Bangladeschs „Kinderfreunde“ können sich freuen, denn laut einem neuen Gesetz dürfen jetzt auch Mädchen unter 18 heiraten, wobei es dafür nach unten keine Altersbegrenzung gibt. Die Mädchen und weiblichen Kleinkinder dürfen sogar dann heiraten, wenn sie das gar nicht wollen, ausschlaggebend ist allein „das höhere Wohl“, das ihnen wohlmeinende muslimische Lustgreise zukommen lassen wollen.

Sollten die kleinen Mädchen – zum Beispiel – ungewollt schwanger werden, weil sie vergewaltigt wurden, wäre ihnen ja sehr geholfen, wenn man sie dann zur Ehe mit dem perversen Vergewaltiger zwingen könnte.
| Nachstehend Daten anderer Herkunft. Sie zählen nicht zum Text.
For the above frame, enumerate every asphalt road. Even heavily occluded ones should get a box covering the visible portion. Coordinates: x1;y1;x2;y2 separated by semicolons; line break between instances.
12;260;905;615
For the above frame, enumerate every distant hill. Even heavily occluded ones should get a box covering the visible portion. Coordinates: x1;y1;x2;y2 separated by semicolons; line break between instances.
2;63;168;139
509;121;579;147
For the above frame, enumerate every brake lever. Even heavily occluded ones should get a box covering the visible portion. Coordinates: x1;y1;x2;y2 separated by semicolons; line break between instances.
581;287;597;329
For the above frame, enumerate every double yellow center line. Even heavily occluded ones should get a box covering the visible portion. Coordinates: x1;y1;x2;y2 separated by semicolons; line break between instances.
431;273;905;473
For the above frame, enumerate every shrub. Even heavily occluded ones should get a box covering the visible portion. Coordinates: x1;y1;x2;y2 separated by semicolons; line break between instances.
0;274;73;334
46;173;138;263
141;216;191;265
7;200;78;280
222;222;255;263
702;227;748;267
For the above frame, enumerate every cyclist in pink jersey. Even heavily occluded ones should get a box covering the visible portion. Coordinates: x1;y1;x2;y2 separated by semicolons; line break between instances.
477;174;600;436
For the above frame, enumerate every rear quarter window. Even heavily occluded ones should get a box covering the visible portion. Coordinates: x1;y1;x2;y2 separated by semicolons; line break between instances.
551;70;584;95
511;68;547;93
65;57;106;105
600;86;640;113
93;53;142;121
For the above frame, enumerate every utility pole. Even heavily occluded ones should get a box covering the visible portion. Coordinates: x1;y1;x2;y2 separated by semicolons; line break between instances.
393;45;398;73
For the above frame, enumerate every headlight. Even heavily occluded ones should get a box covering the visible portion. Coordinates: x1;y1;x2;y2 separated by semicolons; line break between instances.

Weder das politische Bangladesch (Islam ist hier Staatsreligion) noch die islamisch geprägte Gesellschaft scheinen an dieser Regelung auch nur irgendetwas auszusetzen zu haben. Kein Wunder. Immerhin hat ja das große Vorbild Mohammed (der „Prophet“) ebenfalls seine jüngste Frau Aischa mit sechs Jahren „geheiratet“ und sie ge***** die Ehe mit ihr vollzogen, als das Mädchen neun Jahre alt war. Zu ihrem „höheren Wohl“, versteht sich.